Many research studies have supported the disease-preventing power of antioxidants. One large, long study found that the research subjects who consumed more than 27 servings of vegetables, berries and fruit per month, when compared with an otherwise similar group that ate less than that amount, had an 8 to 10% decrease in all cause mortality, as well as a 20% lower stroke death rate. Higher fruit consumption was linked most strongly with lower cancer rates, and regular produce intake was associated in particular with less gastrointestinal cancer.

It should be noted that cooked vegetables seem to offer fewer benefits than raw. Also, fruit juices aren’t as protective as whole fruit, in part because the fiber in the fruit slows the release of sugar into the bloodstream. The pesticides on many types of produce can make them less healthy. If cost is a concern, stick to organic for the “dirty dozen” such as apples and strawberries, but not for the “clean fifteen,” produce like oranges with a thick skin that can be removed.
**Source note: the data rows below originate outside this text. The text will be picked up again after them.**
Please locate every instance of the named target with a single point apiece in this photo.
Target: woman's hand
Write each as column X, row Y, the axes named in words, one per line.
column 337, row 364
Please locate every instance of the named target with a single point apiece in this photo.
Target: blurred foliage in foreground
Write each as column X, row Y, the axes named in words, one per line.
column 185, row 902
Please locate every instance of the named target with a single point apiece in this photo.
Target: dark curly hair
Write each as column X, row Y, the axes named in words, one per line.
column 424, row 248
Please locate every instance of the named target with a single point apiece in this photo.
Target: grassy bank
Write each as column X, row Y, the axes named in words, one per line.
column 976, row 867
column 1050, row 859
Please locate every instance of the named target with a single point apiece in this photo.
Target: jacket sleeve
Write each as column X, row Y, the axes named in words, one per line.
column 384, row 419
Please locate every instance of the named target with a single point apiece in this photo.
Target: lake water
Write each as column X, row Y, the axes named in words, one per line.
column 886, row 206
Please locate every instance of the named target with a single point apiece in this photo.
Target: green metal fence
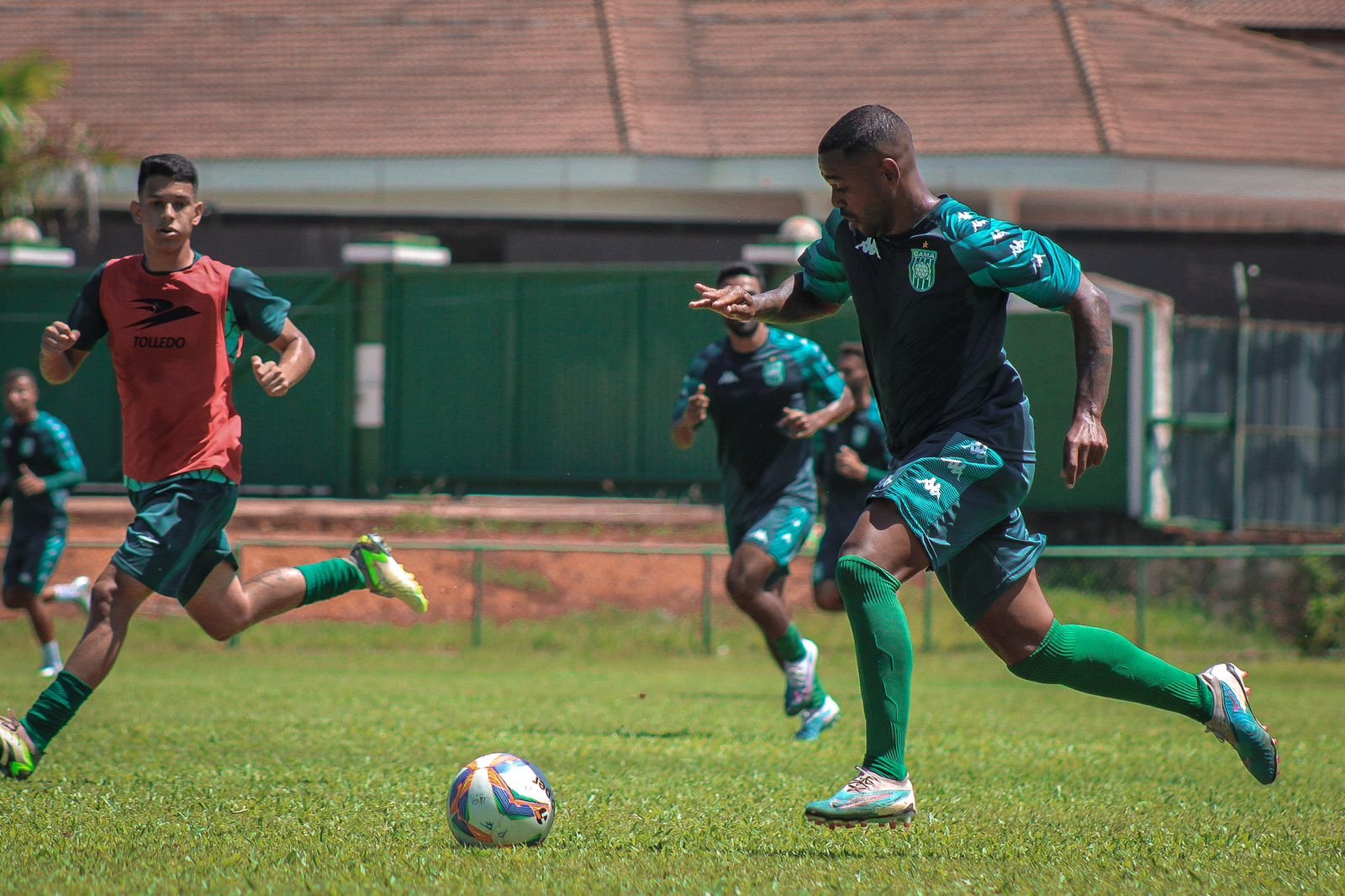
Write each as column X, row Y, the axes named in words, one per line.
column 542, row 378
column 1149, row 571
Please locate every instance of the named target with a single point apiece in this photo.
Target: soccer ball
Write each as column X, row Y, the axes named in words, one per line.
column 499, row 799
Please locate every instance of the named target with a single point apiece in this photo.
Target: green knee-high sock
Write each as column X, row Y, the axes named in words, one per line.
column 329, row 579
column 1102, row 662
column 885, row 656
column 55, row 707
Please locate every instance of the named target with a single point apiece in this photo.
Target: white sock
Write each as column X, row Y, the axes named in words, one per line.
column 51, row 654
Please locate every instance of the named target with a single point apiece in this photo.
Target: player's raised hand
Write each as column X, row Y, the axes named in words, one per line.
column 1086, row 445
column 697, row 408
column 797, row 424
column 30, row 485
column 272, row 377
column 58, row 336
column 851, row 466
column 732, row 302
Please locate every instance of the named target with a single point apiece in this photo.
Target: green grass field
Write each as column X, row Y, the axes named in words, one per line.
column 318, row 757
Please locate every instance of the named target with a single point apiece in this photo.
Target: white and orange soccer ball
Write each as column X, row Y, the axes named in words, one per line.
column 499, row 799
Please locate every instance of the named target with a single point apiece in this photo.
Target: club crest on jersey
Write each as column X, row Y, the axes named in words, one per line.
column 773, row 372
column 921, row 268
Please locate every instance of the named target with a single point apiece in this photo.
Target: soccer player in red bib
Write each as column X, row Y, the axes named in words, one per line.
column 175, row 322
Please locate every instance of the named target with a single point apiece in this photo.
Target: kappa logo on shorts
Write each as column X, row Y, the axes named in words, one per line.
column 931, row 486
column 161, row 313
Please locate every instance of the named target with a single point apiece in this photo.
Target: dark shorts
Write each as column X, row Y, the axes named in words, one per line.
column 840, row 524
column 961, row 499
column 33, row 555
column 779, row 532
column 178, row 535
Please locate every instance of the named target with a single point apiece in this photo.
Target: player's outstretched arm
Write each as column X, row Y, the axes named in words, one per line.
column 787, row 303
column 58, row 358
column 1086, row 443
column 296, row 360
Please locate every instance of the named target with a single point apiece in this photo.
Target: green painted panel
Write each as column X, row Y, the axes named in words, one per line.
column 451, row 387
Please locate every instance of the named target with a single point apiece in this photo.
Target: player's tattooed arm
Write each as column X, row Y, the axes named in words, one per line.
column 1086, row 443
column 60, row 360
column 697, row 409
column 787, row 303
column 296, row 360
column 798, row 424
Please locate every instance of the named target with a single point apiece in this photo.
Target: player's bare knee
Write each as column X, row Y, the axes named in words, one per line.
column 743, row 582
column 826, row 595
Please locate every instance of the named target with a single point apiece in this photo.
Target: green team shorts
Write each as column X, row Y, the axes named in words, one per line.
column 961, row 499
column 34, row 551
column 779, row 532
column 178, row 535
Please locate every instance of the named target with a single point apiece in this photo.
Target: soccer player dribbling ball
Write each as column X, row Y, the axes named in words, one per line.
column 175, row 322
column 853, row 461
column 753, row 385
column 930, row 279
column 38, row 468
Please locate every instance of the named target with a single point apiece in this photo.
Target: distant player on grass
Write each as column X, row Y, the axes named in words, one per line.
column 930, row 279
column 853, row 461
column 755, row 385
column 175, row 322
column 40, row 468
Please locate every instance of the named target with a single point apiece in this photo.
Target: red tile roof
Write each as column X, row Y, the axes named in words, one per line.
column 703, row 78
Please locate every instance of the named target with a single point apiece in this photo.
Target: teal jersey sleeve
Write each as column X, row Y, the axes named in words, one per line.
column 997, row 253
column 257, row 309
column 693, row 380
column 820, row 374
column 61, row 448
column 824, row 275
column 87, row 314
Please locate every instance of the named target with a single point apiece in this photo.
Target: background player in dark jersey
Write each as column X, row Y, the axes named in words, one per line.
column 853, row 461
column 930, row 279
column 755, row 385
column 40, row 468
column 174, row 322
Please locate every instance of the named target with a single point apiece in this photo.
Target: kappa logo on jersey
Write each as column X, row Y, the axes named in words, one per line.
column 161, row 313
column 921, row 268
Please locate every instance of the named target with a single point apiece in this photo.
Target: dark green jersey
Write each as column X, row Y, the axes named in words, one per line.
column 748, row 396
column 932, row 309
column 44, row 447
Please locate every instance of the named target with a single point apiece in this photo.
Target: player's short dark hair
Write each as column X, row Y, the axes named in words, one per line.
column 865, row 128
column 166, row 165
column 739, row 269
column 18, row 373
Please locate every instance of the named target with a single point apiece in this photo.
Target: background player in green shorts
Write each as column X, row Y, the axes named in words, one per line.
column 755, row 385
column 853, row 461
column 930, row 279
column 40, row 468
column 174, row 322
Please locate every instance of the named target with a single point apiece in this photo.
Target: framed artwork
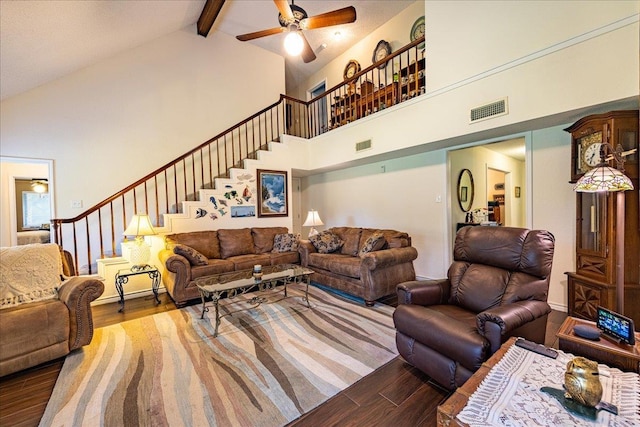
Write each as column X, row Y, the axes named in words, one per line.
column 272, row 193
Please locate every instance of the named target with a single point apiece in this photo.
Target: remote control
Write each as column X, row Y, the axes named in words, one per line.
column 536, row 348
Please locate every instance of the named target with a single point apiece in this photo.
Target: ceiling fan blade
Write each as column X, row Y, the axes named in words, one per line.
column 284, row 9
column 336, row 17
column 258, row 34
column 307, row 52
column 208, row 16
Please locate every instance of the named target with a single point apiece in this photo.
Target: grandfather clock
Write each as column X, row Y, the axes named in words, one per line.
column 594, row 281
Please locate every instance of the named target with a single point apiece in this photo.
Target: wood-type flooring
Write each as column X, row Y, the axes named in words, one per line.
column 394, row 395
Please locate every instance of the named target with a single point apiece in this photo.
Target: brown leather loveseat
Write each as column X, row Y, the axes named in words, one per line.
column 218, row 251
column 496, row 288
column 370, row 275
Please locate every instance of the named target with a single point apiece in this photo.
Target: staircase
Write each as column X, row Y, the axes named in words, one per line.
column 97, row 232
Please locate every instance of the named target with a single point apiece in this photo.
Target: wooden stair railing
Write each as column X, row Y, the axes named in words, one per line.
column 98, row 231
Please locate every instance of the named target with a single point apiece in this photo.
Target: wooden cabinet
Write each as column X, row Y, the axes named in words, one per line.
column 345, row 109
column 618, row 355
column 594, row 281
column 372, row 100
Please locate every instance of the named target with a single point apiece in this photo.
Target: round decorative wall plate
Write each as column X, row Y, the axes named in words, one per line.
column 351, row 69
column 382, row 50
column 417, row 31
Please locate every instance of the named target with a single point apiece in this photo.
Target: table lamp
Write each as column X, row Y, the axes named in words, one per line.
column 139, row 251
column 312, row 220
column 608, row 179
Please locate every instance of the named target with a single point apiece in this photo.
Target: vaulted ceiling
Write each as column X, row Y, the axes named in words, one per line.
column 42, row 40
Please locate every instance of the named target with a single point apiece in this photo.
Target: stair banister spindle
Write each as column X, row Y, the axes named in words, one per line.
column 113, row 231
column 100, row 233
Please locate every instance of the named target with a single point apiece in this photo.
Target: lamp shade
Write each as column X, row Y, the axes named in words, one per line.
column 140, row 225
column 603, row 178
column 313, row 219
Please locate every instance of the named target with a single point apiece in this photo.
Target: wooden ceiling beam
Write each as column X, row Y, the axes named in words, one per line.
column 208, row 16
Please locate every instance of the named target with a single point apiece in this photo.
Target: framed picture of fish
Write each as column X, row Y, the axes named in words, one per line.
column 272, row 193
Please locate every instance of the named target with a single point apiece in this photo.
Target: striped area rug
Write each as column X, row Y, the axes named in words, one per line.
column 268, row 365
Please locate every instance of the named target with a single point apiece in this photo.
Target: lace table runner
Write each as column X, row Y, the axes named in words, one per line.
column 510, row 394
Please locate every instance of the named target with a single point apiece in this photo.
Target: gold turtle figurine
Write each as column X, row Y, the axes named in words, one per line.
column 582, row 381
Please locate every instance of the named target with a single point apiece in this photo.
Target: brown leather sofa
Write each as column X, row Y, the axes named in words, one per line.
column 224, row 250
column 370, row 276
column 36, row 332
column 496, row 288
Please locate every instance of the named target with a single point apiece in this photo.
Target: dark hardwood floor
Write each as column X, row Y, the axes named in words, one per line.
column 394, row 395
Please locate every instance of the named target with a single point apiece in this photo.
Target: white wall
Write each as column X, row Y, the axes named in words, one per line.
column 478, row 160
column 491, row 34
column 400, row 194
column 110, row 124
column 404, row 196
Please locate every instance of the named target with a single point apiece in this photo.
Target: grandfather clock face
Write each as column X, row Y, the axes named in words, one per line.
column 588, row 152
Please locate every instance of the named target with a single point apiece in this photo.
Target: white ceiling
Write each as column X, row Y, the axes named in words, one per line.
column 42, row 40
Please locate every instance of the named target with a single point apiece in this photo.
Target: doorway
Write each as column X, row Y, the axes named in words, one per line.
column 496, row 185
column 14, row 172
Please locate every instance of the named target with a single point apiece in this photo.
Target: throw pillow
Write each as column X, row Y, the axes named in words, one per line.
column 287, row 242
column 326, row 242
column 375, row 242
column 194, row 257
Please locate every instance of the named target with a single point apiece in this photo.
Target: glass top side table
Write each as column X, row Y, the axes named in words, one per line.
column 122, row 277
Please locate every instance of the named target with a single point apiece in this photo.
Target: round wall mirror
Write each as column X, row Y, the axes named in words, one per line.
column 465, row 190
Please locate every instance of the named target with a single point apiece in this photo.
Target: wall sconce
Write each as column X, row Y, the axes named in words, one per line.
column 313, row 219
column 139, row 250
column 608, row 179
column 39, row 185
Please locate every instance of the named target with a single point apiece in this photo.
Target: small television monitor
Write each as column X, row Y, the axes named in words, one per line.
column 616, row 325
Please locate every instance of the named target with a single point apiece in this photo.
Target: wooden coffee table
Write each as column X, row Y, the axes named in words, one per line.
column 229, row 285
column 619, row 355
column 448, row 411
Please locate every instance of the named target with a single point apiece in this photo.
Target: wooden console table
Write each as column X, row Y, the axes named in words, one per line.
column 448, row 411
column 622, row 356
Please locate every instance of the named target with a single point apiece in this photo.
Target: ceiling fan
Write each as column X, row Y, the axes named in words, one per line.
column 294, row 19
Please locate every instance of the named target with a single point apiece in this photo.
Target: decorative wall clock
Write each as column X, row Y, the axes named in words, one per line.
column 382, row 50
column 417, row 31
column 352, row 68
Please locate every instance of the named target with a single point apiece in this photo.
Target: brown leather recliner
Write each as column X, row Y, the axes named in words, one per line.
column 496, row 288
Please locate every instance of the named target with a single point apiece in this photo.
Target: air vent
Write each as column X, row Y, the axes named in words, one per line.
column 494, row 109
column 364, row 145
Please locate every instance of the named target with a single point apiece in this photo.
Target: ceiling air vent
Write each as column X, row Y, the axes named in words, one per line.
column 364, row 145
column 494, row 109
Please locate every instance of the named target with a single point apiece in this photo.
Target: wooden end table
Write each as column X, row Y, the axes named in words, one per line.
column 235, row 283
column 622, row 356
column 122, row 278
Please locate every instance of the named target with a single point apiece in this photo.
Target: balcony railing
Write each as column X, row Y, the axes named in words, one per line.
column 392, row 80
column 97, row 232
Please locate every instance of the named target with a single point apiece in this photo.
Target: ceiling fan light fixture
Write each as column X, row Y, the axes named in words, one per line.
column 293, row 43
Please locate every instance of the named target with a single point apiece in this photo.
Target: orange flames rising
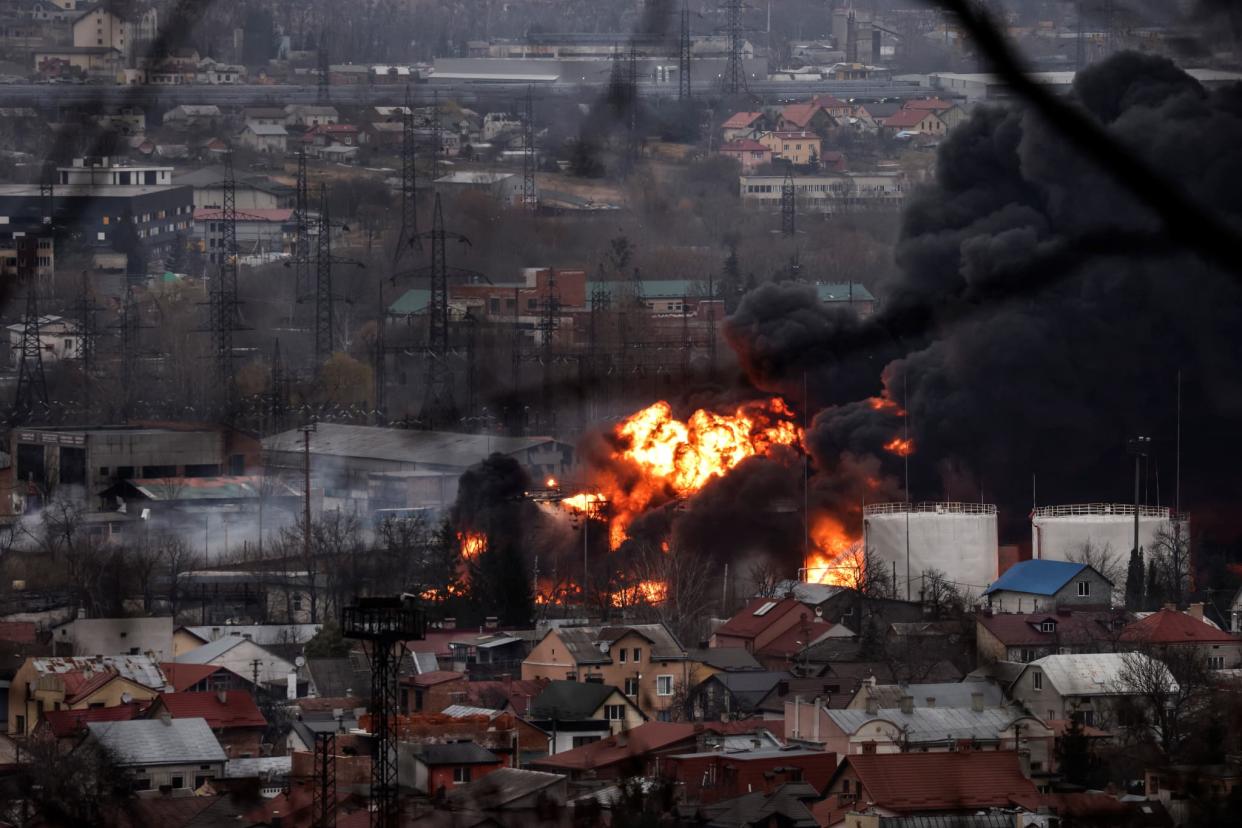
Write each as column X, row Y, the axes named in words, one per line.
column 902, row 447
column 472, row 544
column 836, row 558
column 676, row 458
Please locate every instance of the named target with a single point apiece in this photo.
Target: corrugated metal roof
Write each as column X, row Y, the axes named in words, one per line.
column 157, row 741
column 1091, row 673
column 932, row 724
column 441, row 448
column 1036, row 577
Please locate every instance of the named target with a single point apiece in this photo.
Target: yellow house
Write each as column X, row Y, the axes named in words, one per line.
column 645, row 662
column 80, row 683
column 795, row 147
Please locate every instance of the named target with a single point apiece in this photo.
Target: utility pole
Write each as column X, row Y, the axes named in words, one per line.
column 529, row 159
column 31, row 395
column 684, row 88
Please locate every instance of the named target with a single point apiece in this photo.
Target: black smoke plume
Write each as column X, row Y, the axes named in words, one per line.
column 1042, row 312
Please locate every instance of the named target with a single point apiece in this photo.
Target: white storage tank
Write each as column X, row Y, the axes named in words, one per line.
column 956, row 539
column 1061, row 533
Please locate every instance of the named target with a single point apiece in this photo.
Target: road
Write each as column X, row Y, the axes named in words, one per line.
column 60, row 96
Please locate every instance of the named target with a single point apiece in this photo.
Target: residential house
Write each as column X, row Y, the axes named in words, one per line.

Damage from oxygen free radicals is a major threat to health. It has been linked to the start of diseases ranging from cardiovascular disease to neurological disorders like Alzheimer’s disease, certain dermatological disorders, endocrine disorders like type 2 diabetes, and immune disorders, to cancers. But antioxidants are plentiful in a wide variety of healthy foods. This certainly makes them a lifesaver in my book!

References:

  1. Hjartaker, et al, (2015) “Consumption of berries, fruits and vegetables and mortality among 10,000 Norwegian men followed for four decades.” European Journal of Nutrition (2015) 54: 599-608
  2. Pratt, M.D. and K. Matthews (2004). SuperFoods Rx. NY, NY: Harper Collins.